4. On the merits of the case, the appellants submit that major part of the work undertaken by them was erection of structures and such activity including fabrication was not within the scope of entry at Section 65(105)(zzd) of Finance Act, 1994 till 1.5.2006. The activity of fabrication and erection of fabricated structures was brought into the tax net only from 1.5.2006 and prior to that date, they were not liable to pay service tax on erection of structures and once such amount was excluded, their liability would be reduced substantially.

5. They also pointed out that the figures worked out by the Revenue include amounts which have not been realized by them during the impugned period and therefore, the amount has to be correctly worked out. However, it is also seen that they have accepted the fact that they have collected some amount as service tax and there was delay in depositing such service tax in Government account on account of severe financial crunch which was faced by the appellants as per their statement.

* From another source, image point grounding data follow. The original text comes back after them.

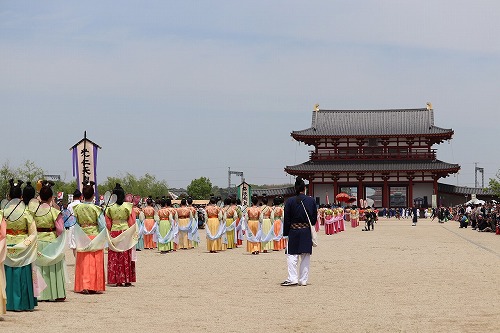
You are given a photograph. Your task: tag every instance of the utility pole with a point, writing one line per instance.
(236, 173)
(476, 170)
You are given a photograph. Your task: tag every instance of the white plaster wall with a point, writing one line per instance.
(423, 189)
(320, 191)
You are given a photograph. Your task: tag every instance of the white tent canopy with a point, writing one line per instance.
(475, 202)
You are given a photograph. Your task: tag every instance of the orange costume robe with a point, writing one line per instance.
(149, 222)
(213, 214)
(253, 214)
(277, 215)
(184, 214)
(194, 214)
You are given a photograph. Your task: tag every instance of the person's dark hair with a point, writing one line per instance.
(46, 191)
(88, 190)
(77, 194)
(265, 199)
(28, 193)
(15, 191)
(299, 186)
(120, 194)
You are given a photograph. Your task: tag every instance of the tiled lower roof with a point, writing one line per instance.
(390, 122)
(272, 192)
(463, 190)
(371, 166)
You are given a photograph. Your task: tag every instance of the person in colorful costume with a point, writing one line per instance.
(330, 225)
(267, 226)
(184, 214)
(149, 224)
(213, 218)
(195, 237)
(279, 242)
(167, 220)
(139, 220)
(119, 218)
(230, 216)
(253, 228)
(354, 214)
(21, 253)
(50, 231)
(89, 267)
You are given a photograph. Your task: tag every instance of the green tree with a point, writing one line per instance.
(200, 188)
(6, 173)
(145, 186)
(66, 187)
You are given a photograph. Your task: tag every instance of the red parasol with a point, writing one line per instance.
(128, 197)
(351, 200)
(136, 199)
(342, 197)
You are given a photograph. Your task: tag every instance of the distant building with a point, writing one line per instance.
(382, 156)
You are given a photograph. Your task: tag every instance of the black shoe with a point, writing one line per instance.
(288, 283)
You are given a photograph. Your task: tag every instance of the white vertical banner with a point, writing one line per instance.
(244, 191)
(84, 155)
(434, 201)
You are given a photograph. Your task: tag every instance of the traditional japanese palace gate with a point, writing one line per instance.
(382, 156)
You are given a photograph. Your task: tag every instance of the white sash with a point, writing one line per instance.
(124, 241)
(53, 252)
(22, 254)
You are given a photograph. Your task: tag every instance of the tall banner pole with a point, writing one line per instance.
(84, 155)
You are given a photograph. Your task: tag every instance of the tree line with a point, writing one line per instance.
(144, 186)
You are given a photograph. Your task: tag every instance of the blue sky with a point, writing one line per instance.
(185, 89)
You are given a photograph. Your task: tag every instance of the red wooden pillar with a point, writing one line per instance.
(310, 189)
(410, 191)
(436, 177)
(385, 192)
(335, 187)
(360, 187)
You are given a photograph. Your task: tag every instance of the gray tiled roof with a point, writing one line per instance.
(374, 166)
(463, 189)
(372, 123)
(272, 192)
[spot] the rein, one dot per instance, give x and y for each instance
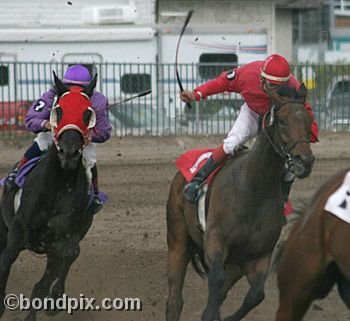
(280, 150)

6. The appellants submit that they have already paid an amount of Rs.18,32,149/- on various dates as indicated below:-

Date Amount
18.7.2007 1,88,700
28.7.2007 3,06,000
4.4.2008 9,69,000
7.6.2008 3,06,000
11.9.2009 62,449
Total 18,32,149

However, it is not coming out clearly that these deposits are towards the liability confirmed under the impugned order. However, the impugned order itself records that there are payments of Rs. 1,88,700/- on 18.7.2007 and Rs. 3,06,000/- on 28.12.2007 against the liability arising under the impugned order which has been confirmed under the order in original.

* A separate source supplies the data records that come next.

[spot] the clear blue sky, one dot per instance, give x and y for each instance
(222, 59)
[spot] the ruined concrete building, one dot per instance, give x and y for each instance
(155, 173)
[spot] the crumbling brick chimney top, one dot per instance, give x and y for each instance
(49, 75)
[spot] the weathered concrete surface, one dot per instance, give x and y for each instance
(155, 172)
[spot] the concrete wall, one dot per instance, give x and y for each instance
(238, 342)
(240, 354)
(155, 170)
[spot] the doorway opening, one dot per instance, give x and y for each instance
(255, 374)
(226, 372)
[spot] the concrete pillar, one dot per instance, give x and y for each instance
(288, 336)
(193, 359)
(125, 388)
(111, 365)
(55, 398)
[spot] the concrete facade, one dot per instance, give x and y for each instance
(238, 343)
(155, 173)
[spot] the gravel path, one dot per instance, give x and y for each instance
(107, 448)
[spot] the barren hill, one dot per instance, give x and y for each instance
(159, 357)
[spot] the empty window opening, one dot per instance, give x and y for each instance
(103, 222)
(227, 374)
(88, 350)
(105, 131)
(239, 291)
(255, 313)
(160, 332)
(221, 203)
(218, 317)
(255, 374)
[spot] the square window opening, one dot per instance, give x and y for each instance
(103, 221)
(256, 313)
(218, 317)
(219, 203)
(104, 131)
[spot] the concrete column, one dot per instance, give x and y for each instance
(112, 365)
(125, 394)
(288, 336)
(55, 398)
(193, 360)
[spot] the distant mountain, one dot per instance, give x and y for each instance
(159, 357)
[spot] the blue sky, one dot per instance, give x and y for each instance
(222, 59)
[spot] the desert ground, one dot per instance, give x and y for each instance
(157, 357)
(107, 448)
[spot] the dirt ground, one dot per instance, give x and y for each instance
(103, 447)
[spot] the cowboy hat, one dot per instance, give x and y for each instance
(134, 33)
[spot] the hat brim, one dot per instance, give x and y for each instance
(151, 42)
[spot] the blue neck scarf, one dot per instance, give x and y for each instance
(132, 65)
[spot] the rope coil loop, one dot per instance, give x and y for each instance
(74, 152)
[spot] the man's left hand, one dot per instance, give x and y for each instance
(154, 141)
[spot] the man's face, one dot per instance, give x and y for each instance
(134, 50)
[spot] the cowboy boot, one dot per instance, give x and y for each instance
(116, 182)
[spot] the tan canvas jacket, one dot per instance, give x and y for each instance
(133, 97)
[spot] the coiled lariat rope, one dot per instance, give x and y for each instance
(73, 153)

7. The learned DR submits that adequate opportunity was given to the appellant during adjudication stage by giving personal nearing on 6.1.09, 14.1.09, 21.1.09, 12.2.09, 19.3.09, 23.3.09 and 24.3.09. On 12.2.09, the learned Advocate for the appellants submitted a letter along with his vakalatnama and requested for 15 days’ time for preparation of the case. Thereupon, three dates i.e.19.3.09, 24.3.09 and 24.3.09 were given to him to appear for personal hearing but the Advocate asked again on 23.3.09 for one month’s time on the ground that the notice had gone out of country for treatment of his wife who is suffering from cancer. Therefore, learned SDR was of the view that adequate opportunity was given during adjudication stage. In the matter of proceedings at the appellate stage, it is pointed out that personal hearings were given on 18.12.09, 12.1.10, 29.1.10 and 23.2.10 but nobody appeared for personal hearing and therefore, the case was decided exparte.

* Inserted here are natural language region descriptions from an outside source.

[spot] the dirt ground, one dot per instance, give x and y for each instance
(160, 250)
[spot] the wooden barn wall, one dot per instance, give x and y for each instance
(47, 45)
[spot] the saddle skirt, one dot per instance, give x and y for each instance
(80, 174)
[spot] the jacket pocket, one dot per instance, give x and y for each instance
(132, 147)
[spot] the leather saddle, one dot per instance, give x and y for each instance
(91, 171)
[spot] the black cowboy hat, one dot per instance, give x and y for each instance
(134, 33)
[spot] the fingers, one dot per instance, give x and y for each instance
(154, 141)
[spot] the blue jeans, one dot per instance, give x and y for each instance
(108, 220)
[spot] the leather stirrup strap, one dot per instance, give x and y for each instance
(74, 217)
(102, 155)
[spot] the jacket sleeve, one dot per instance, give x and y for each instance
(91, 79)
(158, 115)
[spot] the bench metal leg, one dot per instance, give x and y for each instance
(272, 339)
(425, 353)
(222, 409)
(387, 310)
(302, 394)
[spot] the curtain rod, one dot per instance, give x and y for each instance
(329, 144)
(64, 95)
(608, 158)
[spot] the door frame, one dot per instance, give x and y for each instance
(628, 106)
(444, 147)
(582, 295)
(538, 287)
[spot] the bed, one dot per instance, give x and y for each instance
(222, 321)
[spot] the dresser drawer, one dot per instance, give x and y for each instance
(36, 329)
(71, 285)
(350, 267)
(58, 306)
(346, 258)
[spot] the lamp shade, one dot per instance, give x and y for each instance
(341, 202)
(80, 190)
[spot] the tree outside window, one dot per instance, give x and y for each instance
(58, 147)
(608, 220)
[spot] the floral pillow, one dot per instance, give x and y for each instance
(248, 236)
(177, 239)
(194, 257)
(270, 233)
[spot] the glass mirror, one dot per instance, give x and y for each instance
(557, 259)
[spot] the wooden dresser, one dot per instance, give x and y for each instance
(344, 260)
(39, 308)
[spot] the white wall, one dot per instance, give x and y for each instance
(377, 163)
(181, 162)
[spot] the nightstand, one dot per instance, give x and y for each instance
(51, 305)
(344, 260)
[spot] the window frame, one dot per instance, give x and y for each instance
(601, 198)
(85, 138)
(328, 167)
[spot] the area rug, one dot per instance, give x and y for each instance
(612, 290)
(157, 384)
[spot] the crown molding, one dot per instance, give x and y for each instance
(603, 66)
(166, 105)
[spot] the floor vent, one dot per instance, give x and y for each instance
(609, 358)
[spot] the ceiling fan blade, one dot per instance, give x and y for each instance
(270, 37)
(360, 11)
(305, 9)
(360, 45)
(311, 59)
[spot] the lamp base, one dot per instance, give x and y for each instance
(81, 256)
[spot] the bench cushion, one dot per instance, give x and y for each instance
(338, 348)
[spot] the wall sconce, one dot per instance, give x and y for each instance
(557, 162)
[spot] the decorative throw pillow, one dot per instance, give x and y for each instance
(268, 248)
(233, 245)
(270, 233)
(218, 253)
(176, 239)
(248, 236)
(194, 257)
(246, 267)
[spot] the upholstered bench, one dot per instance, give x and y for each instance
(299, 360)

8. We have considered arguments on both the sides. We find that there is no clear finding whether the entire tax demanded falls in the category of tax collected from the customers but not deposited with the Government. We notice that provisions of Section 12 D of Central Excise Act read with Section 83 of Finance Act, 1992 has not been invoked in the show cause notice or in the order in original. Further no attempt has been made by the Revenue to demarcate the value corresponding to erection of structures which was not taxable prior to 1.5.06. Such Information is very crucial for passing a legal and proper order in this case. We notice that the appellants have now submitted a work sheet showing the value of fabrication in each of the contract. They claim that service tax is not payable on fabrication charges. But these facts require to be verified by the adjudicating authority and the issue is to be decided. Therefore, no useful purpose will be served by keeping this case pending before the Tribunal. Therefore, we set aside the order in appeal and remit the matter to the original authority for considering the details now submitted and of the legal arguments and any further evidence or arguments that the appellants have to make. Thus the remand is made keeping all the issues open.

9. Both stay petition and appeal are disposed of accordingly.